Beyond functional improvements, the study indicated a substantial reduction in the risk of ALS-related complications for those on PrimeC. Specifically, the therapy lowered the risk of hospitalization, respiratory failure, or death by 64% (HR = 0.36; 95% CI, 0.15–0.85). This suggests a potential for PrimeC to not only slow disease progression but also to improve the overall clinical course for individuals with ALS.
Understanding the Mechanism of Action
ALS is a progressive neurodegenerative disease that affects nerve cells in the brain and spinal cord, leading to muscle weakness, paralysis and eventually death. The precise causes of ALS are not fully understood, but research suggests a complex interplay of genetic and environmental factors. PrimeC is designed to address several key pathological processes implicated in ALS: neuroinflammation, excessive iron accumulation, and abnormal microRNA activity. The combination of celecoxib, a nonsteroidal anti-inflammatory drug (NSAID), and ciprofloxacin, an antibiotic, aims to modulate these processes and protect nerve cells from further damage.
Trial Details and Safety Profile
The phase 2b trial, led by Merit Cudkowicz, MD, MSc, of Mass General Brigham Neuroscience Institute, included a relatively balanced group of participants, with 60% men in the PrimeC group and 60.9% men in the placebo group. The average age was approximately 59 years in the PrimeC group and 55 years in the placebo group. The study’s design involved a double-blind, randomized controlled approach, considered a robust method for evaluating treatment efficacy.
Adverse event rates were comparable between the two groups – 66.7% for PrimeC and 65.2% for placebo – indicating that the therapy was generally well-tolerated. While drug-related adverse events were more frequent in the PrimeC group (20% vs. 4.3%), these were largely mild to moderate and temporary in nature. This favorable safety profile is a crucial aspect of PrimeC’s potential as a viable treatment option for ALS.
Biomarker Signals and Future Research
Beyond clinical outcomes, the study also examined changes in key biomarkers associated with ALS. Participants treated with PrimeC exhibited lower levels of transferrin, a protein involved in iron transport, and reduced levels of ALS-related microRNAs, small molecules that regulate gene expression. These biomarker changes align with the therapy’s intended mechanism of action and provide further support for its potential efficacy.
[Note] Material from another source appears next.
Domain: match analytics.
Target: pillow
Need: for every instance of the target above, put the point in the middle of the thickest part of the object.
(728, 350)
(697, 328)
Jeremy M. Shefner, MD, PhD, a study co-author from Barrow Neurological Institute, emphasized the consistency of the findings. “What stands out about the PARADIGM study is that multiple clinical endpoints suggest the same level of clinical benefit and that multiple biomarkers are consistent with clinical endpoints,” he stated in a press release. This convergence of clinical and biomarker data strengthens the rationale for advancing PrimeC into a phase 3 trial.
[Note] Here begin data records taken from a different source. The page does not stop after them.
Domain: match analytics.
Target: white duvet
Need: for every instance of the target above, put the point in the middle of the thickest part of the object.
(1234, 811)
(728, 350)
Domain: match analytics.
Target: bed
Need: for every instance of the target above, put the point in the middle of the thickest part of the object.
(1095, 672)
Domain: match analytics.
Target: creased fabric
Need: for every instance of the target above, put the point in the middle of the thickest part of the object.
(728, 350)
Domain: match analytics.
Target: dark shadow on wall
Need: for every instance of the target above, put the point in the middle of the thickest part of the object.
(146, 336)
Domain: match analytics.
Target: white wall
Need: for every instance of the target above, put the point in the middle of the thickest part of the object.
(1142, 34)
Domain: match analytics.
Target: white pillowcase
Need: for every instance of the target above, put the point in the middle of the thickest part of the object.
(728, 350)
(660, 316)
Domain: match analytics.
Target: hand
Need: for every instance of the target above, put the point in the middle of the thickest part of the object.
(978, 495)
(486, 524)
Contextualizing the Findings: ALS Treatment Landscape
ALS remains a challenging disease to treat, with limited therapeutic options available. Current treatments primarily focus on managing symptoms and improving quality of life, but few therapies have demonstrated a significant ability to slow disease progression. Healio previously reported on earlier data from the PARADIGM study, which showed a 43% better survival rate for patients prescribed PrimeC after one year. The latest findings build upon this earlier evidence, further bolstering the case for PrimeC as a potential disease-modifying therapy.
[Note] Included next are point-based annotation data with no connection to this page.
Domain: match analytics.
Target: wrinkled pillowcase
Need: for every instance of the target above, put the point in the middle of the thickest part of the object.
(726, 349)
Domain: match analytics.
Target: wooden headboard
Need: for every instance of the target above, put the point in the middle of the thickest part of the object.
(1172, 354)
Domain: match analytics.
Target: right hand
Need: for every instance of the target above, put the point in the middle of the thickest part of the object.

The development of PrimeC is particularly noteworthy given the complex pathophysiology of ALS. The therapy’s multi-targeted approach, addressing neuroinflammation, iron accumulation, and microRNA dysregulation, reflects a growing understanding of the disease’s intricate mechanisms. This approach contrasts with some earlier ALS therapies that focused on single targets, often with limited success.
What Comes Next: Phase 3 Trial and Beyond
The researchers are now preparing for a phase 3 clinical trial to confirm the efficacy and safety of PrimeC in a larger and more diverse population. This trial will be crucial for determining whether the promising results observed in the phase 2b study can be replicated and whether PrimeC can ultimately become an approved treatment for ALS. The design of the phase 3 trial will likely incorporate lessons learned from the earlier study, including refinements to patient selection criteria and outcome measures.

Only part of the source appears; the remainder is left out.